I'm struggling with a property of basic localizers, namely that adjoint functors are weak equivalences.
Recall that a basic localizer $\mathcal W$ is a subset/subclass of the arrows of the category $\mathsf{Cat}$ of small categories such that :
- (1) it contains the identities,
- (2) it has the 2-out-of-3 properties,
- (3) if $r \colon A \to B$ is a retract of $i \colon B \to A$ (i.e. $ri = \operatorname{id}_B$) and if $ir \in \mathcal W$, then $r \in \mathcal W$ (and so is $i$ also by the previous points),
- (4) if $A$ has a final object, then $A \to e \in \mathcal W$ ($e$ is the final category),
- (5) if $u \colon A \to B$ is a $C$-functor, and if for any $c$ object of $C$ the induced $C/c$-functor$u/c \colon A/c \to B/c$ is in $\mathcal W$, then so is $u$.
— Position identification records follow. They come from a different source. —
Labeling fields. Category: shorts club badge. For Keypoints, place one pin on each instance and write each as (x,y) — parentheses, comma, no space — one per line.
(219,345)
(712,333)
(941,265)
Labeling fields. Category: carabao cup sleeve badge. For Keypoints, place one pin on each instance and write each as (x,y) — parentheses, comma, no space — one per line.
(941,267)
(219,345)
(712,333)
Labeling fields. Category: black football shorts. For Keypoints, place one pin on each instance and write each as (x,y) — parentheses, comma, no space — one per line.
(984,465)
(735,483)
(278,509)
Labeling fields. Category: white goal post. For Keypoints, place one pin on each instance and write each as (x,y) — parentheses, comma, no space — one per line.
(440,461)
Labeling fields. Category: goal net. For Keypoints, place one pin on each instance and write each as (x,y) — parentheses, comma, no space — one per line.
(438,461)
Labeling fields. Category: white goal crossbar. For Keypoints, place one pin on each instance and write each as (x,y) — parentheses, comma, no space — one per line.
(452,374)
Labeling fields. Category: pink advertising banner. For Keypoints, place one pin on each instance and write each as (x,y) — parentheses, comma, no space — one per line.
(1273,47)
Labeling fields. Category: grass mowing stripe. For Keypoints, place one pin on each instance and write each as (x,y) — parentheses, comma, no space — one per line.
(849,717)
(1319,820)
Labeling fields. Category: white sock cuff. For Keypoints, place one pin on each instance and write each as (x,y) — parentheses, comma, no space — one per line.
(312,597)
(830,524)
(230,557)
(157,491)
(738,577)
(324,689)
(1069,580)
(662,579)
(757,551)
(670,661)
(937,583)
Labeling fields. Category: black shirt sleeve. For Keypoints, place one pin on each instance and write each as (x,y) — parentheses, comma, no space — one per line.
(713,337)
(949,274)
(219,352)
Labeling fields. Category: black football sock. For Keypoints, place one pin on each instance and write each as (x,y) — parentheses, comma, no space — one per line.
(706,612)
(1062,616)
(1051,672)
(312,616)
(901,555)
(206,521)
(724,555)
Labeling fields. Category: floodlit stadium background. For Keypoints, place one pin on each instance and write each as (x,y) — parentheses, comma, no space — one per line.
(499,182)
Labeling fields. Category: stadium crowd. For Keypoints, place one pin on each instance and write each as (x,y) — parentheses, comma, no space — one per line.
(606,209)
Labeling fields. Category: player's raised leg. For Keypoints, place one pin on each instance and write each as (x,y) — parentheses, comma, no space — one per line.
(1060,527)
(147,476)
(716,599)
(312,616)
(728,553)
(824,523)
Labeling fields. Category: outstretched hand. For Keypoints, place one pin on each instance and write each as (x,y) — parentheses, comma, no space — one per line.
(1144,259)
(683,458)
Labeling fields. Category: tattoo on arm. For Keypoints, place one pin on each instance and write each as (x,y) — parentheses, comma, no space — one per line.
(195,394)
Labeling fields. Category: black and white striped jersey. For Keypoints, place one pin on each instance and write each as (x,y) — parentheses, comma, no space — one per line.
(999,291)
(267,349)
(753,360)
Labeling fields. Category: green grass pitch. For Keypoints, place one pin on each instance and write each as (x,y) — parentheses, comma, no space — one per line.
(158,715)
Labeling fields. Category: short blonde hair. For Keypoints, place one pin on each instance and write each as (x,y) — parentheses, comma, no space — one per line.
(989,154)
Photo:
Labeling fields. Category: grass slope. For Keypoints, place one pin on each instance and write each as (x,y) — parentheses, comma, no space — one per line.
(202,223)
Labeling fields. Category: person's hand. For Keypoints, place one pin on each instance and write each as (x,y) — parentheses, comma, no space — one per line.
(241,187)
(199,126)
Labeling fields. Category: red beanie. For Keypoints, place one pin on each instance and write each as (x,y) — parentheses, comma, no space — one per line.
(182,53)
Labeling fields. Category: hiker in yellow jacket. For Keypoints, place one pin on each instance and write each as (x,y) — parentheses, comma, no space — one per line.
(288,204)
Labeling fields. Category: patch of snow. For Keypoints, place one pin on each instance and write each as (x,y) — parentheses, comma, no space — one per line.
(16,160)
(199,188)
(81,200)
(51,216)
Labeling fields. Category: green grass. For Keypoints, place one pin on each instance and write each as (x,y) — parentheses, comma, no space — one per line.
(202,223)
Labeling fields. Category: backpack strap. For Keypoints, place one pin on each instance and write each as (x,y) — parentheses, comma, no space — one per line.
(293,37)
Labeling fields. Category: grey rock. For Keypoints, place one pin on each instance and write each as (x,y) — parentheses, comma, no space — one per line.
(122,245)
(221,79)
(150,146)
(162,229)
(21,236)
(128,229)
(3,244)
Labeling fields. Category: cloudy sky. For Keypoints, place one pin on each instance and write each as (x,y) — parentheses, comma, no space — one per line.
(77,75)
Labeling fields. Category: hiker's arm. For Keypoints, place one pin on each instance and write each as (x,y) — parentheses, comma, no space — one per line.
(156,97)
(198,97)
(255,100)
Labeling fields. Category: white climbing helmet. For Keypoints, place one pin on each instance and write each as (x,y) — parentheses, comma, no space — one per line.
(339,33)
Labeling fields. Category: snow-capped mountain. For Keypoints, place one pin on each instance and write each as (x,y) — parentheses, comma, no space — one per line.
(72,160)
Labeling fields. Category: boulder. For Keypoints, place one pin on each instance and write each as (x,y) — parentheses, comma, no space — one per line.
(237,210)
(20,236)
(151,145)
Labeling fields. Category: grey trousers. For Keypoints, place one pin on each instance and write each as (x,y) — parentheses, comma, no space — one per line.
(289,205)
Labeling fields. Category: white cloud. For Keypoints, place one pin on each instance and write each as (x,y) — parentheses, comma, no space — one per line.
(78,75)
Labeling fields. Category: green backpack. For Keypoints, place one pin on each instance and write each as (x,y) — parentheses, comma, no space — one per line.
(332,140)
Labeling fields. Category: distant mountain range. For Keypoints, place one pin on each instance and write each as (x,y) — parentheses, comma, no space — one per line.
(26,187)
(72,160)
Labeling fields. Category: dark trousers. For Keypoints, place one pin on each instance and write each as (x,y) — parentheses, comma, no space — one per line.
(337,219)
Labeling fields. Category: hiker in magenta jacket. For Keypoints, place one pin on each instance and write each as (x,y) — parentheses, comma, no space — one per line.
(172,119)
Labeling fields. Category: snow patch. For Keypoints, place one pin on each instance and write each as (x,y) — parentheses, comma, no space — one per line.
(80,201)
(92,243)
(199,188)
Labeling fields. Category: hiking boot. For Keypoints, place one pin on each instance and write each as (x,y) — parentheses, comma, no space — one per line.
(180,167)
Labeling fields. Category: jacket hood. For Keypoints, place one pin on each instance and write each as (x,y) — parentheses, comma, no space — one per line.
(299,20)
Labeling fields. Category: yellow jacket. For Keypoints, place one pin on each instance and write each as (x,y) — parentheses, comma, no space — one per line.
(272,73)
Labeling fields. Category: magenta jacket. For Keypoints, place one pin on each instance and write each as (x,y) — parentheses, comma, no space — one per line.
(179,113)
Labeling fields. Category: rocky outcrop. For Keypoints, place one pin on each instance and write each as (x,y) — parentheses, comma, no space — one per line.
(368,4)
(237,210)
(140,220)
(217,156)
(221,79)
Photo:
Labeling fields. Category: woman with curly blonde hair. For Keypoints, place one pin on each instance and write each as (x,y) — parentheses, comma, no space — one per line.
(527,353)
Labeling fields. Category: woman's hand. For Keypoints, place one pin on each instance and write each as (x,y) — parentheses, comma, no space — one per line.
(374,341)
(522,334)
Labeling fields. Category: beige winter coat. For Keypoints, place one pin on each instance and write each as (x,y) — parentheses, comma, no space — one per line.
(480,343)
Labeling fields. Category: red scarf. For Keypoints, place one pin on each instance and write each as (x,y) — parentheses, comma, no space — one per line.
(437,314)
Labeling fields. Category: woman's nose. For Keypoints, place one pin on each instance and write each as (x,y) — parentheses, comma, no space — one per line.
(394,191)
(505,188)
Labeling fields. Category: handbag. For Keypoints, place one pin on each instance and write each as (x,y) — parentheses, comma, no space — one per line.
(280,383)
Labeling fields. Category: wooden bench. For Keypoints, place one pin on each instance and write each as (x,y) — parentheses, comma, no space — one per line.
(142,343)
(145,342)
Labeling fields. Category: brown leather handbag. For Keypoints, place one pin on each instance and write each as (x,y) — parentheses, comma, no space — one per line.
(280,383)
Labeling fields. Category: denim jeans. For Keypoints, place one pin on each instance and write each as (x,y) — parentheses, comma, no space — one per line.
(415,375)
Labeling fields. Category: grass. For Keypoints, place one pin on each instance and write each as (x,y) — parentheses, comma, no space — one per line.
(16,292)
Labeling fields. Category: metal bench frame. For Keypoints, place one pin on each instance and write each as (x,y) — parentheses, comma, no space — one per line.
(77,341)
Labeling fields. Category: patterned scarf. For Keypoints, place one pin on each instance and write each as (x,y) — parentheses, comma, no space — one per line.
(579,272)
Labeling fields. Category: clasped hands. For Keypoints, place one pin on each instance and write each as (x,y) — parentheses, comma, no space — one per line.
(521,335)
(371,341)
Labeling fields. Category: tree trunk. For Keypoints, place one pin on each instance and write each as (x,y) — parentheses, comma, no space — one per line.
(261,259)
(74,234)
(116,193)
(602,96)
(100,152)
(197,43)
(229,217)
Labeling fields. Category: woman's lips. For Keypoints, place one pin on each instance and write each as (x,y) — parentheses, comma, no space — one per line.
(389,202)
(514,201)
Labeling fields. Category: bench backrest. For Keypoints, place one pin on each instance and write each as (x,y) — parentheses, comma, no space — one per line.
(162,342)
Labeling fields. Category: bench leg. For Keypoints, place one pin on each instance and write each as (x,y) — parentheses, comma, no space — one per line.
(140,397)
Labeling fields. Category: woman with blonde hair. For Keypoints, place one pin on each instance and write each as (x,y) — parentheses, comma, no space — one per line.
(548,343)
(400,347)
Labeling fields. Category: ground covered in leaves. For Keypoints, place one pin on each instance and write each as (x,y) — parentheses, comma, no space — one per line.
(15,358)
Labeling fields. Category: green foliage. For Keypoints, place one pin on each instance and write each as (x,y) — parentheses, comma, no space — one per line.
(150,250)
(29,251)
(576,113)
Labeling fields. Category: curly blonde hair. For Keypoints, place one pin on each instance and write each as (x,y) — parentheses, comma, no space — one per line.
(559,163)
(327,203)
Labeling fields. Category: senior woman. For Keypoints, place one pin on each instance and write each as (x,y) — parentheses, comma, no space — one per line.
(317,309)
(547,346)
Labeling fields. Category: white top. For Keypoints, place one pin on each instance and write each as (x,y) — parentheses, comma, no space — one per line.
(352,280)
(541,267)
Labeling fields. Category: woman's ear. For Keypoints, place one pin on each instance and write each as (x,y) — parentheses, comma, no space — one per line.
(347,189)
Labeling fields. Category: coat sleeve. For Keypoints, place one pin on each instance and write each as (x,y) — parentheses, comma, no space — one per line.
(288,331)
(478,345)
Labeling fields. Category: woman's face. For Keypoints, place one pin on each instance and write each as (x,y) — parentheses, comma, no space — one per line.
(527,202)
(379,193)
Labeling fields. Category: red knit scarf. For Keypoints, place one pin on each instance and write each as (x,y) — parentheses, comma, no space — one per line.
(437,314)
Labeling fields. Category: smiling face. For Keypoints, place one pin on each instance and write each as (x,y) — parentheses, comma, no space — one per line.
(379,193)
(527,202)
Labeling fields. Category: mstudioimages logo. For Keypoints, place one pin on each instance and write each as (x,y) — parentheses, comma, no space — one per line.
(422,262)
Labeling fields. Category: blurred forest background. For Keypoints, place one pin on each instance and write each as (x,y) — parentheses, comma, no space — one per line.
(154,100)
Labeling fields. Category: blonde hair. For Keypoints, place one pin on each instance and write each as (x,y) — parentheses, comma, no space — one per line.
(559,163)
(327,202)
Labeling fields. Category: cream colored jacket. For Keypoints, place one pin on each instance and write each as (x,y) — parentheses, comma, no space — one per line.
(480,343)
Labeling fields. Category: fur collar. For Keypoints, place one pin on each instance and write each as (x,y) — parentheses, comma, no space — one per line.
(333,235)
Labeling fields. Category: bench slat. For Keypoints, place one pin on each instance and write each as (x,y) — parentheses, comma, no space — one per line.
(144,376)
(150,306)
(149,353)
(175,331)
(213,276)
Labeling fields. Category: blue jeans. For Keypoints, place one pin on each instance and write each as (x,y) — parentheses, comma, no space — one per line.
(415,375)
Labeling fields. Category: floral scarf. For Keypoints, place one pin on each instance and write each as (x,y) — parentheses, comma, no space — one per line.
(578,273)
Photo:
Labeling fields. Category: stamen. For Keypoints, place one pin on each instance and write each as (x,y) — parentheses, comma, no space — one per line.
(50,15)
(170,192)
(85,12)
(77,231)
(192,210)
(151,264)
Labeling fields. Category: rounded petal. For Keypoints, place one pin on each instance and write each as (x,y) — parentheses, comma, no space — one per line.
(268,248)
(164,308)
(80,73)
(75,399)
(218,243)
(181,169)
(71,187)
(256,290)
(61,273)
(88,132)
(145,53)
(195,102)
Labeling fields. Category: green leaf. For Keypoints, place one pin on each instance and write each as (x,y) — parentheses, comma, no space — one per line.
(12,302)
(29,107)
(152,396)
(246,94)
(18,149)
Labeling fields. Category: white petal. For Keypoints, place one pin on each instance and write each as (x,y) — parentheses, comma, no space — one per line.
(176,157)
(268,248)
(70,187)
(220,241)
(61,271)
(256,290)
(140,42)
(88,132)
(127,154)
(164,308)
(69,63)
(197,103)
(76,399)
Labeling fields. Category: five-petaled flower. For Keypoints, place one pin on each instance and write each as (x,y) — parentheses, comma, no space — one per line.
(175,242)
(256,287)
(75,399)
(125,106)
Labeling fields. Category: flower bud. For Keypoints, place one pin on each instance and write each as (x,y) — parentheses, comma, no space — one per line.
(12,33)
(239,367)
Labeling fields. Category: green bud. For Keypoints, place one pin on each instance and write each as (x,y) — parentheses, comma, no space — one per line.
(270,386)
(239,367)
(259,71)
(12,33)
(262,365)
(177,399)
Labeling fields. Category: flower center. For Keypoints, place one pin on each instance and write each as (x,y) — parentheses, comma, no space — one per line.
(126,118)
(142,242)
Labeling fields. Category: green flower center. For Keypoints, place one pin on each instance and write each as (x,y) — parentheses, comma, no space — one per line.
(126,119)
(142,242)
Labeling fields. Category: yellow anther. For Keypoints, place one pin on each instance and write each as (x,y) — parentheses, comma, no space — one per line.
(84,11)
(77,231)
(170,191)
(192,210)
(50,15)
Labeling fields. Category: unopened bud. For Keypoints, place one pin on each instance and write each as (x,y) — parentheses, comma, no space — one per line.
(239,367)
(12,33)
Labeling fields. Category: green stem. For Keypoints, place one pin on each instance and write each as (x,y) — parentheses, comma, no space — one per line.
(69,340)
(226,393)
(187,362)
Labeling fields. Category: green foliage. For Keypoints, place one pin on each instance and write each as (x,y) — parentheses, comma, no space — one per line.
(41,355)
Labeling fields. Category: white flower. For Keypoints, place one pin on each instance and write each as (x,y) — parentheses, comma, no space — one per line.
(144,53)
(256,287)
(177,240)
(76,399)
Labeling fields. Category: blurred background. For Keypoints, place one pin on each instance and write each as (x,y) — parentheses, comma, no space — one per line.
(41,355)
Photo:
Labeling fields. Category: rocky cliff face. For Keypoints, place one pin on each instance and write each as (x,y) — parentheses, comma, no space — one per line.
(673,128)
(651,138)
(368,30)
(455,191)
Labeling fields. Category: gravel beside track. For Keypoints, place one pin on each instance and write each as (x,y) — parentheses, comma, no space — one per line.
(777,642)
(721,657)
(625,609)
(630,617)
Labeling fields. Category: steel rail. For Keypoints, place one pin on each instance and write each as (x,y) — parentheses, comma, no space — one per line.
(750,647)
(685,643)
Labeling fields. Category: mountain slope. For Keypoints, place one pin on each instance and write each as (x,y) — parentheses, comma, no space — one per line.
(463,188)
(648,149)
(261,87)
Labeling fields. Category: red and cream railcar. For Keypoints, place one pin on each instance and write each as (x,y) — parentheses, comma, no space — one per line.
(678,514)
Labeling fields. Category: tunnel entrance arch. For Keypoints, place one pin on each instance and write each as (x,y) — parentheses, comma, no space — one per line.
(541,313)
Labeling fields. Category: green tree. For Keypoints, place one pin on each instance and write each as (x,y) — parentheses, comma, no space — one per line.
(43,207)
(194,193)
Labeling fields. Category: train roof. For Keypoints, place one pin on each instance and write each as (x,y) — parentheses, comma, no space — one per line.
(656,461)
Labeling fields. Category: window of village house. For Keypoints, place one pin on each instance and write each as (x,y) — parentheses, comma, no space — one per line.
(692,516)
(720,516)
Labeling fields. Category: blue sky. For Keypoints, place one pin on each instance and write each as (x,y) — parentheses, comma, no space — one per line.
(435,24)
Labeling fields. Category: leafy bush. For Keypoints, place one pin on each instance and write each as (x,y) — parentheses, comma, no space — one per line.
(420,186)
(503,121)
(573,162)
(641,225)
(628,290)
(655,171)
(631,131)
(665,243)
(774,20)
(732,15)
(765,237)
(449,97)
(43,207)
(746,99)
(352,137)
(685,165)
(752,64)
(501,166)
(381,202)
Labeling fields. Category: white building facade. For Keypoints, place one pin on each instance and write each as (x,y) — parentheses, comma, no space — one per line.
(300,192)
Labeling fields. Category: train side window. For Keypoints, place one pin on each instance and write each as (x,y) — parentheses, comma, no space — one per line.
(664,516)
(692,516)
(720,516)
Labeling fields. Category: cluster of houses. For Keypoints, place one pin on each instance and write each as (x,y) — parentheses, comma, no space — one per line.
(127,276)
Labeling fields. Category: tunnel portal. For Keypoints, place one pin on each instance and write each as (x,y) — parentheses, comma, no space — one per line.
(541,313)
In this Cisinski's paper, it is shown that (and I perfectly understand it)
Proposition 1.1.9. Let $\mathcal W$ be a given basic localizer. If there is a natural transformation $u \Rightarrow v$, then $u \in \mathcal W$ if and only if $v \in\mathcal W$.
Then, it gives a corollary :
Corollary 1.1.10. Let $\mathcal W$ be a given basic localizer. For any adjunction $$ u : A \leftrightarrows B : v ,$$ $u$ and $v$ are in $\mathcal W$.
I'm trying to derive the corollary from the proposition without success... Of course, my first thought is to say that the unit and counit of the adjunction gives us (by the proposition and (1)) that $uv$ and $vu$ are in $\mathcal W$. And from there, I'm stuck. I'm pretty sure it is just some abstract non sense deriving from the 2-out-of-3 property but I can't see it.
The 2-out-of-3 property is a bit too weak for this. You can deduce it from the 2-out-of-6 property, but unfortunately that isn't given. Instead, you have to use the notion of asphericity (and axioms 4 and 5): see corollary 7.3.11 and proposition 7.3.12 in my notes.